In Zeiten gestiegener Zinsen und Baukosten gewinnt diese kürzlich ergangene Entscheidung des Bundesgerichtshofs noch einmal besondere Relevanz: Danach kann eine Gemeinde ein vereinbartes Wiederkaufsrecht bis zu 30 Jahre lang ausüben, wenn der private Grundstückskäufer seiner vertraglich übernommenen Bauverpflichtung nicht nachgekommen ist (Urteil vom 16. Dezember 2022 – V ZR 144/21).


 

 

Grundstückskauf als städtebaulicher Vertrag

Dem entschiedenen Fall lag eine typische Vertragsgestaltung zu Grunde: Ein privater Käufer hatte in den 1990er Jahren von einer bayrischen Marktgemeinde ein Baugrundstück im Geltungsbereich eines Bebauungsplanes erworben. Die Gemeinde hatte sich vertraglich ein Wiederkaufsrecht für den Fall vorbehalten, dass der Käufer das Grundstück innerhalb von acht Jahren nicht mit einem plangemäßen Wohnhaus bebaut oder das unbebaute Grundstück ohne ihre Zustimmung weiterveräußert. Eine Frist, bis wann das Wiederkaufsrecht ausgeübt werden muss, hatten die Parteien nicht vereinbart.

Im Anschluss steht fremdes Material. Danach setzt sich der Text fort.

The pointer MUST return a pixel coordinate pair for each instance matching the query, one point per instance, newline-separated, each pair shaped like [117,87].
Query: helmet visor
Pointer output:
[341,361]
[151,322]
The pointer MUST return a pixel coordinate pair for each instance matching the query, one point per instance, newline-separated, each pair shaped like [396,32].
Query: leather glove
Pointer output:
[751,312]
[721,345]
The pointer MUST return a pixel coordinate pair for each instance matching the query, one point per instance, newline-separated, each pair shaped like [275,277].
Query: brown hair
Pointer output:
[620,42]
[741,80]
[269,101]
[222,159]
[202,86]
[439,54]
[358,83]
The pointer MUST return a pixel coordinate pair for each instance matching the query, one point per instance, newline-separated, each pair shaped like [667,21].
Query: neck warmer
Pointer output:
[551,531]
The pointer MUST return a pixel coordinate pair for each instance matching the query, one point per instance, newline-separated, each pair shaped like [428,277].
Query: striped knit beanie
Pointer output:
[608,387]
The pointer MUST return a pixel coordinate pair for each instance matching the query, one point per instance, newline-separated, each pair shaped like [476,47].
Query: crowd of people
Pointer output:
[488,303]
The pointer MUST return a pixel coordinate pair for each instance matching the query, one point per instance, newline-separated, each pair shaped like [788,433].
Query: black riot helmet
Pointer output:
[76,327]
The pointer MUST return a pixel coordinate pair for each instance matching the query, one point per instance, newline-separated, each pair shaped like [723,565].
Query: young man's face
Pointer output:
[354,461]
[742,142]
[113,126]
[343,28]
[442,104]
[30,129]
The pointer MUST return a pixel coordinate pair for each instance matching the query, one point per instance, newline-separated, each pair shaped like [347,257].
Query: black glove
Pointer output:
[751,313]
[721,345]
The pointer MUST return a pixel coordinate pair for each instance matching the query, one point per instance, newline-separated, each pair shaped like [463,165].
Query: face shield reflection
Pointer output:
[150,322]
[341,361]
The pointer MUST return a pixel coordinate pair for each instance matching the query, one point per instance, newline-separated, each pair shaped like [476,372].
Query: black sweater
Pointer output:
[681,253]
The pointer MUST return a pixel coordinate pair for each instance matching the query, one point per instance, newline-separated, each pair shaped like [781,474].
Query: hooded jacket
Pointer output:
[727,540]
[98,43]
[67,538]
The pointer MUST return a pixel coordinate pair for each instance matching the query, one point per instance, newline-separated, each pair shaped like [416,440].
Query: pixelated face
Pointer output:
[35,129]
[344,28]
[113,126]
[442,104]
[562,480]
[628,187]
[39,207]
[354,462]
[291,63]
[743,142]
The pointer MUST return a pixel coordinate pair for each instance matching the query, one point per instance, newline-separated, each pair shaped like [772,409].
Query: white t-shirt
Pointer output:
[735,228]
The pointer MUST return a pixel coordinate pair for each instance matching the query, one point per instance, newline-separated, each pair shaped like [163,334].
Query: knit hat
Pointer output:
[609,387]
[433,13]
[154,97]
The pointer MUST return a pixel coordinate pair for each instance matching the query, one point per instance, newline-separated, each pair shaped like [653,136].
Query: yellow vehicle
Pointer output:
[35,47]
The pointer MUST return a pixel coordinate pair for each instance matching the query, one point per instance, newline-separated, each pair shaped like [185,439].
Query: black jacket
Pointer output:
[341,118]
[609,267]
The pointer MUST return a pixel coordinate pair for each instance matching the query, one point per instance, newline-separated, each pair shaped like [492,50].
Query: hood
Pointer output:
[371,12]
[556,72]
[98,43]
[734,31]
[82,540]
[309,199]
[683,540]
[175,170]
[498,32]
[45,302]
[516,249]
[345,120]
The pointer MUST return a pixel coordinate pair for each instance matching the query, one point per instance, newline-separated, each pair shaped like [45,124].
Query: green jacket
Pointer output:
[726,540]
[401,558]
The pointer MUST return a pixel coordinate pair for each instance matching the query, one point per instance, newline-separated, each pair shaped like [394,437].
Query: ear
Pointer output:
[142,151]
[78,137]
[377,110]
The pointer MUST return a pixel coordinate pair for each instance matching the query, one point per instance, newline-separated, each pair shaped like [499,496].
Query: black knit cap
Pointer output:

Die rechtliche Besonderheit folgt daraus, dass dem Käufer auf der Verkäuferseite keine Privatperson, sondern der Staat gegenübersteht. Die getroffenen Vereinbarungen zum Wiederkaufsrecht sind daher als städtebaulicher Vertrag zu qualifizieren. Für diesen erklärt der Bundesgerichtshof nunmehr ausdrücklich die zivilrechtliche Vorschrift des § 462 BGB für anwendbar, nach der ein Wiederkaufsrecht, sofern keine anderweitige Vereinbarung getroffen ist, vom Verkäufer bis zum Ablauf von 30 Jahren ausgeübt werden kann. Dem steht nach Auffassung des Gerichts auch die Angemessenheitskontrolle für städtebauliche Verträge nach § 11 Absatz 2 des Baugesetzbuches nicht entgegen.

Wiederkaufsrecht erfordert keine Kompensation

Nach dem Angemessenheitsgebot dürfen die nach einem städtebaulichen Vertrag beiderseits zu erbringenden Leistungen nicht außer Verhältnis zueinander stehen und die übernommenen Pflichten nicht eine unzumutbare Belastung für den privaten Vertragspartner darstellen Die Vereinbarung einer Bauverpflichtung diene aber einem anerkennenswerten städtebaulichen Zweck, indem sie die Erreichung der Ziele der Bauleitplanung fördere und Spekulationsgeschäfte verhindere. Sie stelle keine schwerwiegende Belastung für den Käufer dar, da dieser ohnehin üblicherweise das Grundstück zu bebauen beabsichtige und dabei an die Festsetzungen des Bebauungsplans gebunden sei. Daher sei die Gemeinde auch nicht gehalten, für einen Ausgleich der Bauverpflichtung und des Wiederkaufsrechts durch einen Kaufpreis unterhalb des Verkehrswertes zu sorgen.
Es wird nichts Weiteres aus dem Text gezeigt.